How do you feel when you see your students achieve a goal you have worked with them to achieve?
It’s one of the best feelings ever. Watching hard work pay off for students is when I’m most appreciative to be an instructor. Being able to help people when others couldn’t, words can’t describe the feeling. For example, when a kid comes in so shy and scared and I am able to break them out of the shell and they become confident and is able to stand up to a bully! No better feeling!
Share an example of how you helped coach or mentor someone. What improvements did you see in the person’s knowledge or skills?
I have so many great students and all of them have a great story, but here’s one that always makes me smile. I had a student named Matthew (who is now away and in college.) He did not pass his black belt of the first try, or even the second. It took him three times to pass. We worked hard together, we trained non-stop, going over grappling moves daily for him to approve and get better.
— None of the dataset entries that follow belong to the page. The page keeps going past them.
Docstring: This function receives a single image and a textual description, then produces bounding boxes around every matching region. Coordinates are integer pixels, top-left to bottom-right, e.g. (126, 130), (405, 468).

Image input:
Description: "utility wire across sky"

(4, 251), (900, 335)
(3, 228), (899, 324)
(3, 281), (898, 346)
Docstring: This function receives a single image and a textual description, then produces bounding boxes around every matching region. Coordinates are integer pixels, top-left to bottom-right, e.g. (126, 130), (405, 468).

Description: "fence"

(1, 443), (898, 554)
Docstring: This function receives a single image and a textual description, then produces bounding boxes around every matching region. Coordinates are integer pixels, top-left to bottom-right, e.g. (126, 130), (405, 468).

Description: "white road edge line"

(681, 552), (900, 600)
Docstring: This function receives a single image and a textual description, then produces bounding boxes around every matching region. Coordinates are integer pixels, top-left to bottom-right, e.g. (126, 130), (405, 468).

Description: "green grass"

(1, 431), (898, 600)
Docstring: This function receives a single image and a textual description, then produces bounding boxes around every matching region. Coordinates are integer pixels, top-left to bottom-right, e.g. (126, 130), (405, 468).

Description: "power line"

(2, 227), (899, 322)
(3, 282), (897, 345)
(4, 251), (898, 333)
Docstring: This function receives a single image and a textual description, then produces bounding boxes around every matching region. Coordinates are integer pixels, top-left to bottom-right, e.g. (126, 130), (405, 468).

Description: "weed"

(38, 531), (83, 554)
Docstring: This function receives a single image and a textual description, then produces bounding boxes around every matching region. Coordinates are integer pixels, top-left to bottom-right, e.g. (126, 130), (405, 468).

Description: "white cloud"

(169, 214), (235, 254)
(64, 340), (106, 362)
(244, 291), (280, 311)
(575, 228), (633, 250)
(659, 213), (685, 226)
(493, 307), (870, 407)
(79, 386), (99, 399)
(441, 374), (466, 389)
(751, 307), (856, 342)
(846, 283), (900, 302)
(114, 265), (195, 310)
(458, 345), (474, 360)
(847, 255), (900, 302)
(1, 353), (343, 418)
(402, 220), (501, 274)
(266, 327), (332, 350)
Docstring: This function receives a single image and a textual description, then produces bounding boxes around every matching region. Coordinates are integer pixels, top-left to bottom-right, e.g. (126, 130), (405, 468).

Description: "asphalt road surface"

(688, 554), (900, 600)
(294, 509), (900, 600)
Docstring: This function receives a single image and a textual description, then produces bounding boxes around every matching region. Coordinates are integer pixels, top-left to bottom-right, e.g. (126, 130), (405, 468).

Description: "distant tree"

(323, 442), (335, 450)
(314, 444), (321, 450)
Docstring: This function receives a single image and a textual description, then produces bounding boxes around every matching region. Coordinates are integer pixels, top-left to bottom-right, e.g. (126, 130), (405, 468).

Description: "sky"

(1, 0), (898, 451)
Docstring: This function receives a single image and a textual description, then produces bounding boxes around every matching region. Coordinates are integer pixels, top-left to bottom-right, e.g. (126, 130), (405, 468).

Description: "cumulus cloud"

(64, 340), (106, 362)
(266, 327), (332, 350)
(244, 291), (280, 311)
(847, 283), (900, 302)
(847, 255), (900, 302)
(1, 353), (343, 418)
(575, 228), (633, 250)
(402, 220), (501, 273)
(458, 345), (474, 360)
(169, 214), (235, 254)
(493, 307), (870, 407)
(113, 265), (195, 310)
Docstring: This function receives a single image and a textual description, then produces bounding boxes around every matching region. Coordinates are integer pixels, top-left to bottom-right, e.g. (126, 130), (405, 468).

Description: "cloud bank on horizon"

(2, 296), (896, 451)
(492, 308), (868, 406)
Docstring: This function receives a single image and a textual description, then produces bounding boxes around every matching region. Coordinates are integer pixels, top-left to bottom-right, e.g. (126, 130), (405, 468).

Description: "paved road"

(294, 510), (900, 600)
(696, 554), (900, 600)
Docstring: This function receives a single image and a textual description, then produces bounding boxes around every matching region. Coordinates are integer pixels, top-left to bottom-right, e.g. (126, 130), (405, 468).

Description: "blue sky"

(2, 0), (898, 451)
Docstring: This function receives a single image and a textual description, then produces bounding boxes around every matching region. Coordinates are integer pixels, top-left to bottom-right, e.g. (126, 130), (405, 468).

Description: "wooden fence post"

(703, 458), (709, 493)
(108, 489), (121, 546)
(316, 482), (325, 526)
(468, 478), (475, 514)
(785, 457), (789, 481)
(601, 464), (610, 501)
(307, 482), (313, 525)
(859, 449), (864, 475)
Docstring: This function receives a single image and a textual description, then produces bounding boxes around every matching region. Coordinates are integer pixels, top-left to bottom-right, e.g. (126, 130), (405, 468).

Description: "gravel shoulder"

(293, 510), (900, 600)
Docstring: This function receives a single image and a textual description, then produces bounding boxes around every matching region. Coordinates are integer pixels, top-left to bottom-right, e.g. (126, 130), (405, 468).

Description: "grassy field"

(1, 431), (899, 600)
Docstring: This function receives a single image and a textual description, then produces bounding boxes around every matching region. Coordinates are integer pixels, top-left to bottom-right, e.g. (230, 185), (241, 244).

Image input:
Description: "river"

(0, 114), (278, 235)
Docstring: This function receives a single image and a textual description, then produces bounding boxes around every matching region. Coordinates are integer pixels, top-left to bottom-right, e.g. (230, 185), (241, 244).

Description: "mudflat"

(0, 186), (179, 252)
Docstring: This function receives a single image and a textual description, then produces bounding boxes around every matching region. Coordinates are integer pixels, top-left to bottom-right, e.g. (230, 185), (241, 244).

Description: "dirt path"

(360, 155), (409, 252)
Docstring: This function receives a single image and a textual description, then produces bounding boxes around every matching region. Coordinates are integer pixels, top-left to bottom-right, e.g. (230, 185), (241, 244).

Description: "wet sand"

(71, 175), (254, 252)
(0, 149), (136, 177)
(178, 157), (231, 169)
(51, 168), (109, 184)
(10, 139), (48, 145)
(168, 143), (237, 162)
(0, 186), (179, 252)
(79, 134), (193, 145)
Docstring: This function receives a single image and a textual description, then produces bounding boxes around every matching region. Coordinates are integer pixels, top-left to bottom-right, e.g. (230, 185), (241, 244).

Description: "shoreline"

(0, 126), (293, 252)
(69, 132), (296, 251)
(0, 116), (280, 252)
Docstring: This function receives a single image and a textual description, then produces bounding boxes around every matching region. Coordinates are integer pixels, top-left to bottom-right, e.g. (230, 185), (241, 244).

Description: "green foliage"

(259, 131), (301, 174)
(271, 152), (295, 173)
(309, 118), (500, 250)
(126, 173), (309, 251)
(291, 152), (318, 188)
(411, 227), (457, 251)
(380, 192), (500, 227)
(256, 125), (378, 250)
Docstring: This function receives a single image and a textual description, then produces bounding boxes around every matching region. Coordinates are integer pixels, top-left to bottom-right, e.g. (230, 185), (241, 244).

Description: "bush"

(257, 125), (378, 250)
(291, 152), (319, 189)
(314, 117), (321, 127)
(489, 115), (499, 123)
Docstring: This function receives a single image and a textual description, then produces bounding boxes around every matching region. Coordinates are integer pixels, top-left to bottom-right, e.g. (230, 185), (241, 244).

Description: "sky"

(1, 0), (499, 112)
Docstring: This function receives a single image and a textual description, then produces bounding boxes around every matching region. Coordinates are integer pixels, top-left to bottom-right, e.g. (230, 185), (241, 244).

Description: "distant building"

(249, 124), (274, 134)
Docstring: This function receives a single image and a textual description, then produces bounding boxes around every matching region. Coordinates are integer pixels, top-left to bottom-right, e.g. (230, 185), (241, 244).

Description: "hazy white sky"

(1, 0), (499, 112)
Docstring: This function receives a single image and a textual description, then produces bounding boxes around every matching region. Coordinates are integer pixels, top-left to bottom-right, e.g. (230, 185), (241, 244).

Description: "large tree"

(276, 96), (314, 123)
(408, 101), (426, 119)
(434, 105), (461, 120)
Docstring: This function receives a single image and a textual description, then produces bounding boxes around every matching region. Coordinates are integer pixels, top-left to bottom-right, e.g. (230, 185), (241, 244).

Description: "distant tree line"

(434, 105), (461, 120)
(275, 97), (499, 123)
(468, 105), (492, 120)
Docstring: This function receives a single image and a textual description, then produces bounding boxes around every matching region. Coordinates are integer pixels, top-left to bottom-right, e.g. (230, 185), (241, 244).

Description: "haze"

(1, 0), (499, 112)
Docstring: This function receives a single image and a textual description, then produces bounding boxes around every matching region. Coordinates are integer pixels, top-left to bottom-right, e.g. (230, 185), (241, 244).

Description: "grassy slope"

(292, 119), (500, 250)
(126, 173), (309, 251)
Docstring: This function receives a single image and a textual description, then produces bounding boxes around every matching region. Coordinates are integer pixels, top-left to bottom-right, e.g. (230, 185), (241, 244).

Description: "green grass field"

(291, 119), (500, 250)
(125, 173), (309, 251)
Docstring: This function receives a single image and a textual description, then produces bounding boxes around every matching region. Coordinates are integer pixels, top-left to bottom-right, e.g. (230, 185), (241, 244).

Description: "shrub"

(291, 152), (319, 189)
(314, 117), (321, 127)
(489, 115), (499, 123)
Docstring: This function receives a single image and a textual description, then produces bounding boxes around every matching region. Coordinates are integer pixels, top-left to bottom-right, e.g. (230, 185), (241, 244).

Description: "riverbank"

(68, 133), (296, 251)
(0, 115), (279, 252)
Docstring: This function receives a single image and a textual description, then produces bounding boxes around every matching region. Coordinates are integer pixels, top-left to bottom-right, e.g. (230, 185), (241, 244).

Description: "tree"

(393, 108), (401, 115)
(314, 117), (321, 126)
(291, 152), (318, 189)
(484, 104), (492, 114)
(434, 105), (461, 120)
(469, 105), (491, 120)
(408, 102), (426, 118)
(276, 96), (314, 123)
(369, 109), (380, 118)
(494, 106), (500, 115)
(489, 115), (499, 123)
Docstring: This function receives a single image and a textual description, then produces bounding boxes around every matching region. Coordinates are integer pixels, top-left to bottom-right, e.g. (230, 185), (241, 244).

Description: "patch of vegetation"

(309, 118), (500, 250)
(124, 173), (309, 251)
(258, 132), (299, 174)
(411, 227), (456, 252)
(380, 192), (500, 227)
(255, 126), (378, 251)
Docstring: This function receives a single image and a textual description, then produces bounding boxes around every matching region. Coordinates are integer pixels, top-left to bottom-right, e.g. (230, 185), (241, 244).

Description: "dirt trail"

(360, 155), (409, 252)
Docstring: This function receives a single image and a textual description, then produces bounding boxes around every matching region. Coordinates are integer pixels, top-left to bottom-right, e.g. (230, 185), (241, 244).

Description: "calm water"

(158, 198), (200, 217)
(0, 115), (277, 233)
We discussed the importance of understanding and balancing when to use his strength versus when to use more technique. The work paid off though, because the end goal was accomplished. He got his belt! When he passed, I received a phone call from his dad, how he told me that not only did Matt pass the test, but he slept with his black belt on in his bed!
Why did you become and instructor and what does it mean to you?
I became instructor to give back to the students, like my Senseis gave to me. Their influence on me was so great, that I strive to pay it forward. Like the saying goes, when you love what you do – you never work a day in your life. I love my job. I mean, what other person can show up to work and wear pajamas and teach kids how to protect themselves, help get adults in shape and build both kids and adults confidence?! I truly have the life.
How important is family support to the success of a student?
The support is right here within the school. But the successful students first benefit when the support is all around them. Whether its parents or sibilings, grandparents or significant others. When there is that motivation in school and at home, and those people are encouraging them to push and reach their goal – that’s when the real magic happens.